In the Gastein valley, Austria, radon-rich thermal water and air have been used for decades for the treatment of various diseases. To explore the exposure pathway of radon progeny adsorbed to the skin, progeny activities on the skin of patients exposed to thermal water (in a bathtub) and hot vapour (in a vapour chamber) were measured by alpha spectrometry. Average total alpha activities on the patients' skin varied from 1.2 to 4.1 Bq/cm(2) in the bathtub, and from 1.1 to 2.6 Bq/cm(2) in the vapour bath. Water pH-value and ion concentration did affect radon progeny adsorption on the skin, whereas skin greasiness and blood circulation did not. Measurements of the penetration of deposited radon progeny into the skin revealed a roughly exponential activity distribution in the upper layers of the skin.
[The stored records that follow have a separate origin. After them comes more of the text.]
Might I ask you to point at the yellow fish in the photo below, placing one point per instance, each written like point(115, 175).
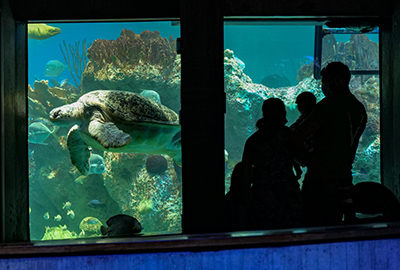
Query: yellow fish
point(42, 31)
point(71, 213)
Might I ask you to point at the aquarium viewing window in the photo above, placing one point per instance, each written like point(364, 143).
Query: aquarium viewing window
point(270, 60)
point(139, 176)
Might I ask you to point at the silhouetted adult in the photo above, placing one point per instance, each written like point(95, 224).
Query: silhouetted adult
point(270, 188)
point(336, 125)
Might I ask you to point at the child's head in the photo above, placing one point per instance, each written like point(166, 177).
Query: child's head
point(305, 102)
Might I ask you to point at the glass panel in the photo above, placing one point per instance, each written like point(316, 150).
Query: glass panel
point(126, 145)
point(263, 61)
point(277, 61)
point(357, 51)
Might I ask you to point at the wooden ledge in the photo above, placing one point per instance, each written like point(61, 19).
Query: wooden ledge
point(198, 242)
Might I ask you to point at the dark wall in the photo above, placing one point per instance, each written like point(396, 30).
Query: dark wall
point(128, 9)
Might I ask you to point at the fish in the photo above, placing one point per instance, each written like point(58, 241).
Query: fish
point(55, 82)
point(67, 205)
point(54, 68)
point(41, 31)
point(67, 86)
point(96, 204)
point(81, 179)
point(121, 225)
point(151, 94)
point(97, 165)
point(92, 221)
point(71, 213)
point(240, 63)
point(39, 132)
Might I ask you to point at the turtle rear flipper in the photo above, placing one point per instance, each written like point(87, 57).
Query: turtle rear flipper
point(78, 150)
point(108, 134)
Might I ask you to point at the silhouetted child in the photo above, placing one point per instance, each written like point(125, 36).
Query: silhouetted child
point(274, 197)
point(306, 102)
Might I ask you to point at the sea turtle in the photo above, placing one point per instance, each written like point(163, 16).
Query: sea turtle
point(118, 121)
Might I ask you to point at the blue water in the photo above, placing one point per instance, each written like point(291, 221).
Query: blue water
point(42, 51)
point(268, 50)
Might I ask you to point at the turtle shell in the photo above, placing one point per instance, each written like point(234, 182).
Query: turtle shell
point(123, 106)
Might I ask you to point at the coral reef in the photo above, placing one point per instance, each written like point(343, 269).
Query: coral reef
point(156, 164)
point(366, 167)
point(58, 233)
point(42, 98)
point(245, 98)
point(134, 62)
point(155, 200)
point(75, 60)
point(358, 53)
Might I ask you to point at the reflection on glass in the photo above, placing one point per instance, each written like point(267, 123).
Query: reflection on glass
point(126, 145)
point(281, 54)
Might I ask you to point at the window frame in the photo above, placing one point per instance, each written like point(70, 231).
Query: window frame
point(14, 188)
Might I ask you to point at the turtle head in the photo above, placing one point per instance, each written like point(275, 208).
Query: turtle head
point(65, 115)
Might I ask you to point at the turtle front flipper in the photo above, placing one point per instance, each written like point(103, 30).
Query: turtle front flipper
point(108, 134)
point(78, 150)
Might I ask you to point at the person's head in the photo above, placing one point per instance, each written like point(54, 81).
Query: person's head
point(305, 102)
point(335, 77)
point(274, 112)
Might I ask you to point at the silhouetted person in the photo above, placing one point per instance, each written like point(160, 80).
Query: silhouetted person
point(306, 102)
point(270, 188)
point(336, 125)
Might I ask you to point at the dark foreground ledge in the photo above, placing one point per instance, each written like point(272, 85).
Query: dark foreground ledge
point(145, 243)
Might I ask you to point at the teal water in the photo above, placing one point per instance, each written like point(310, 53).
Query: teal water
point(145, 186)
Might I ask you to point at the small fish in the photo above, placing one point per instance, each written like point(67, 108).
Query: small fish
point(42, 31)
point(71, 213)
point(92, 221)
point(97, 165)
point(55, 82)
point(67, 205)
point(240, 63)
point(39, 132)
point(151, 94)
point(67, 86)
point(96, 204)
point(54, 68)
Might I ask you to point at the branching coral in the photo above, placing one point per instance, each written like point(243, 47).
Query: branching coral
point(42, 98)
point(76, 61)
point(130, 50)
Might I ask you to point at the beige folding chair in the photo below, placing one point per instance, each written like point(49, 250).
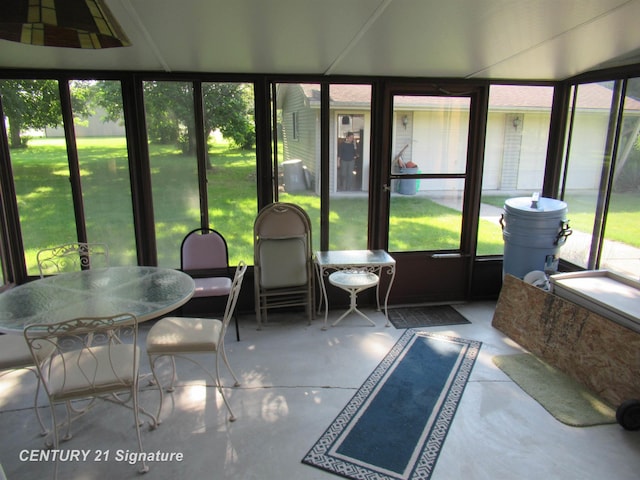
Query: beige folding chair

Based on the radon progeny surface activity concentrations and their depth distributions, equivalent doses to different layers of the skin, in particular to the Langerhans cells located in the epidermis, ranged from 0.12 mSv in the thermal bath to 0.33 mSv in the vapour bath, exceeding equivalent doses to the inner organs (kidneys) by inhaled radon and progeny by about a factor 3, except for the lung, which receives the highest doses via inhalation. These results suggest that radon progeny attachment on skin surfaces may play a major role in the dosimetry for both thermal water and hot vapour treatment schemes.